Another potential option to look at is CopyOnWriteArrayList.
As skaffman alluded to, it might be better to not allow direct access to the bookIds list at all (e.g., remove the getter and setter). If you enforce that all access to the list must run through methods written in SynchronizedBookIdsAggregator, then SynchronizedBookIdsAggregator can enforce all concurrency control of the list. As my answer above indicates, allowing consumers of the aggregator to use a "getter" to get the list creates a problem for the user of that list: to write correct code they must have knowledge of the synchronization strategy / guard object, and furthermore they must also use that knowledge to actively synchronize externally and correctly.

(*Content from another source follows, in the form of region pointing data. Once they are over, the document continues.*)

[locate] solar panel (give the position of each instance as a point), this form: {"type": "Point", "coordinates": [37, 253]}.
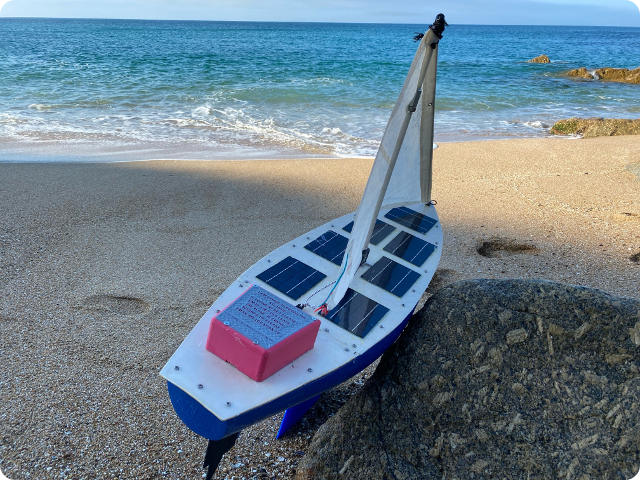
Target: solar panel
{"type": "Point", "coordinates": [410, 248]}
{"type": "Point", "coordinates": [380, 231]}
{"type": "Point", "coordinates": [357, 313]}
{"type": "Point", "coordinates": [291, 277]}
{"type": "Point", "coordinates": [330, 245]}
{"type": "Point", "coordinates": [411, 219]}
{"type": "Point", "coordinates": [391, 276]}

Regarding your second approach. What you have shown looks technically correct (good!).
But, presumably you are going to read from masterBookIds at some point, too? And you don't show or describe that part of the program! So when you start thinking about when and how you are going to read masterBookIds (i.e. the return value of fetchMasterListOfBookIds()), just remember to consider concurrency concerns there too! :)
If you make sure all tasks/worker threads have finished before you start reading masterBookIds, you shouldn't have to do anything special.

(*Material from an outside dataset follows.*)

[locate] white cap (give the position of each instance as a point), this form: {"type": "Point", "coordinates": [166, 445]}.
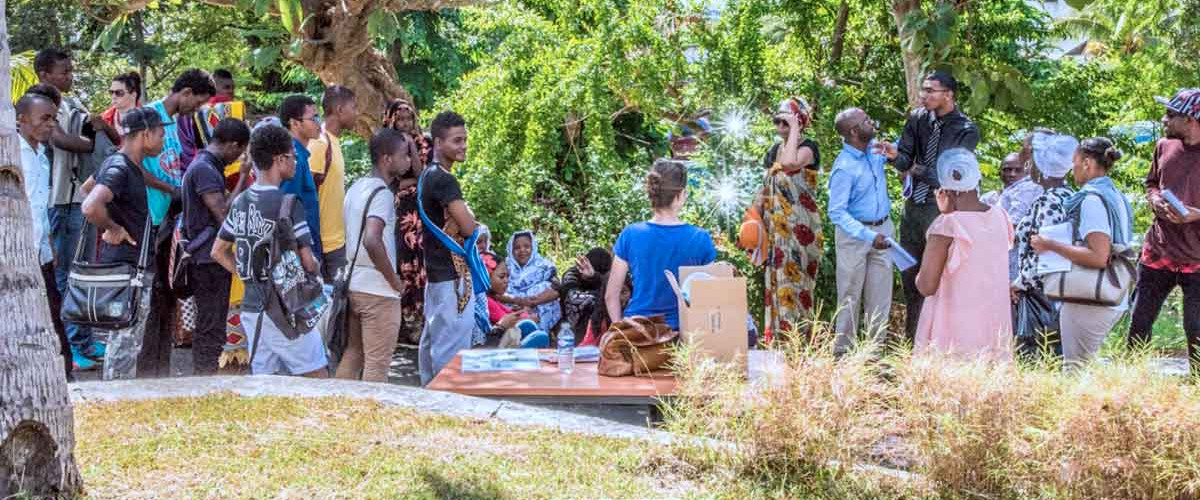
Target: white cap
{"type": "Point", "coordinates": [958, 169]}
{"type": "Point", "coordinates": [1053, 154]}
{"type": "Point", "coordinates": [795, 104]}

But, at least in the code you have shown, you aren't ensuring that.
Note that libraryBookIdsExecutor.shutdown() returns immediately. So if you start using the masterBookIds list immediately after fetchMasterListOfBookIds() returns, you will be reading masterBookIds while your worker threads are actively writing data to it, and this entails some extra considerations.
Maybe this is what you want -- maybe you want to read the collection while it is being written to, to show realtime results or something. But then you must consider synchronizing properly on the collection if you want to iterate over it while it is being written to.
If you would just like to make sure all writes to masterBookIds by worker threads have completed before fetchMasterListOfBookIds() returns, you could use ExecutorService.awaitTermination (in combination with .shutdown(), which you are already calling).
Collections.SynchronizedList (which is the wrapper type you'd get) would synchronize almost every method on either itself or a mutex object you pass to the constructor (or Collections.synchronizedList(...) ). Thus it would basically be the same as your approach.
All the methods called using the wrapper returned by Collections.synchronizedList() will be synchronized. This means that the addAll method of normal List when called by this wrapper will be something like this :-
synchronized public static <T> boolean addAll(Collection<? super T> c, T... elements)
So, every method call for the list (using the reference returned and not the original reference) will be synchronized.
However, there is no synchronization between different method calls.
Consider following code snippet :-
List<String> l = Collections.synchronizedList(new ArrayList<String>);
l.add("Hello");
l.add("World");
While multiple threads are accessing the same code, it is quite possible that after Thread A has added "Hello", Thread B will start and again add "Hello" and "World" both to list and then Thread A resumes. So, list would have ["hello", "hello", "world", "world"] instead of ["hello", "world", hello", "world"] as was expected. This is just an example to show that list is not thread-safe between different method calls of the list. If we want the above code to have desired result, then it should be inside synchronized block with lock on list (or this).
However, with your design there is only one method call. SO IT IS SAME AS USING Collections.synchronizedList().
Moreover, as Mike Clark rightly pointed out, you should also synchronized getBookIds() and setBookIds(). And synchronizing it over List itself would be more clear since it is like locking the list before operating on it and unlocking it after operating. So that nothing in-between can use the List.